Lemmatization Approaches with Examples in Python

Lemmatization is the process of converting a word to its base form. The difference between stemming and lemmatization is, lemmatization considers the context and converts the word to its meaningful base form, whereas stemming just removes the last few characters, often leading to incorrect meanings and spelling errors.

Comparing Lemmatization Approaches in Python. Photo by Jasmin Schreiber

1. Introduction

Lemmatization is the process of converting a word to its base form. The difference between stemming and lemmatization is, lemmatization considers the context and converts the word to its meaningful base form, whereas stemming just removes the last few characters, often leading to incorrect meanings and spelling errors.

For example, lemmatization would correctly identify the base form of ‘caring’ to ‘care’, whereas, stemming would cutoff the ‘ing’ part and convert it to car.

‘Caring’ -> Lemmatization -> ‘Care’
‘Caring’ -> Stemming -> ‘Car’

Also, sometimes, the same word can have multiple different ‘lemma’s. So, based on the context it’s used, you should identify the ‘part-of-speech’ (POS) tag for the word in that specific context and extract the appropriate lemma. Examples of implementing this comes in the following sections.

Today, we will see how to implement lemmatization using the following python packages.

  1. Wordnet Lemmatizer

  2. Spacy Lemmatizer

  3. TextBlob

  4. CLiPS Pattern

  5. Stanford CoreNLP

  6. Gensim Lemmatizer

  7. TreeTagger

2. Wordnet Lemmatizer with NLTK

Wordnet is an large, freely and publicly available lexical database for the English language aiming to establish structured semantic relationships between words. It offers lemmatization capabilities as well and is one of the earliest and most commonly used lemmatizers.

NLTK offers an interface to it, but you have to download it first in order to use it. Follow the below instructions to install nltk and download wordnet.

# How to install and import NLTK
# In terminal or prompt:
# pip install nltk

# # Download Wordnet through NLTK in python console:
import nltk
nltk.download('wordnet')

In order to lemmatize, you need to create an instance of the WordNetLemmatizer() and call the lemmatize() function on a single word.

import nltk
from nltk.stem import WordNetLemmatizer 

# Init the Wordnet Lemmatizer
lemmatizer = WordNetLemmatizer()

# Lemmatize Single Word
print(lemmatizer.lemmatize("bats"))
#> bat

print(lemmatizer.lemmatize("are"))
#> are

print(lemmatizer.lemmatize("feet"))
#> foot

Let’s lemmatize a simple sentence. We first tokenize the sentence into words using nltk.word_tokenize and then we will call lemmatizer.lemmatize() on each word. This can be done in a list comprehension (the for-loop inside square brackets to make a list).

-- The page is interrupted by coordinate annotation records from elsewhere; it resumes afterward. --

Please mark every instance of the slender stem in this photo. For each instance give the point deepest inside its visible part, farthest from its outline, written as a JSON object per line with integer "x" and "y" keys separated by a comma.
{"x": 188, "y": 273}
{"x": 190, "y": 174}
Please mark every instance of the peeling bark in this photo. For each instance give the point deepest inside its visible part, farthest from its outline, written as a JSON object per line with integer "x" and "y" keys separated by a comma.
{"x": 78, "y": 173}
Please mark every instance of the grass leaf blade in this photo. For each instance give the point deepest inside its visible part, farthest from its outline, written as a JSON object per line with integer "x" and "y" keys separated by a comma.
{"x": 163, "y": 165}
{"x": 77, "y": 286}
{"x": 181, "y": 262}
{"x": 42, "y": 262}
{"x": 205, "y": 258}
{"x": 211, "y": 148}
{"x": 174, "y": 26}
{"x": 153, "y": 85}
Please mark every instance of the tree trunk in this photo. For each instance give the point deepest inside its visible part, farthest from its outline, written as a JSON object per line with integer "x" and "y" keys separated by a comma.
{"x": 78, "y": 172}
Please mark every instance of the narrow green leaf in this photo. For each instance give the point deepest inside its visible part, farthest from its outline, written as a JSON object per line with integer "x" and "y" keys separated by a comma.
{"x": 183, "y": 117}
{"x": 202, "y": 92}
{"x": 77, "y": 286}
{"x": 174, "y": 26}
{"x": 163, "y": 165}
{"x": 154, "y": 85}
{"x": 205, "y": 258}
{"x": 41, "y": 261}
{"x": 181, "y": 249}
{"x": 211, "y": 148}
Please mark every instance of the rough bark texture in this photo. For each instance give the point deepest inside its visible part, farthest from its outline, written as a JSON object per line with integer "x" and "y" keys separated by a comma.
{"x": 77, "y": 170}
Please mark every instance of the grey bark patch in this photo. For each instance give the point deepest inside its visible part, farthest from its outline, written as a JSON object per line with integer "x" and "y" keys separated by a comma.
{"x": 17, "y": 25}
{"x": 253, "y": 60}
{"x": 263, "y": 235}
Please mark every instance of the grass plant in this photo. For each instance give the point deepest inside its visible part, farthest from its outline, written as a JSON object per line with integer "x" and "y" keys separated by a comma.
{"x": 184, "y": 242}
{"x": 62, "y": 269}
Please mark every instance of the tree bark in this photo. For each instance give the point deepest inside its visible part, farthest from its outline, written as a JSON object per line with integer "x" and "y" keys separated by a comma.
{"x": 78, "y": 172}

# Define the sentence to be lemmatized
sentence = "The striped bats are hanging on their feet for best"

# Tokenize: Split the sentence into words
word_list = nltk.word_tokenize(sentence)
print(word_list)
#> ['The', 'striped', 'bats', 'are', 'hanging', 'on', 'their', 'feet', 'for', 'best']

# Lemmatize list of words and join
lemmatized_output = ' '.join([lemmatizer.lemmatize(w) for w in word_list])
print(lemmatized_output)
#> The striped bat are hanging on their foot for best

The above code is a simple example of how to use the wordnet lemmatizer on words and sentences.

Notice it didn’t do a good job. Because, ‘are’ is not converted to ‘be’ and ‘hanging’ is not converted to ‘hang’ as expected. This can be corrected if we provide the correct ‘part-of-speech’ tag (POS tag) as the second argument to lemmatize().

Sometimes, the same word can have a multiple lemmas based on the meaning / context.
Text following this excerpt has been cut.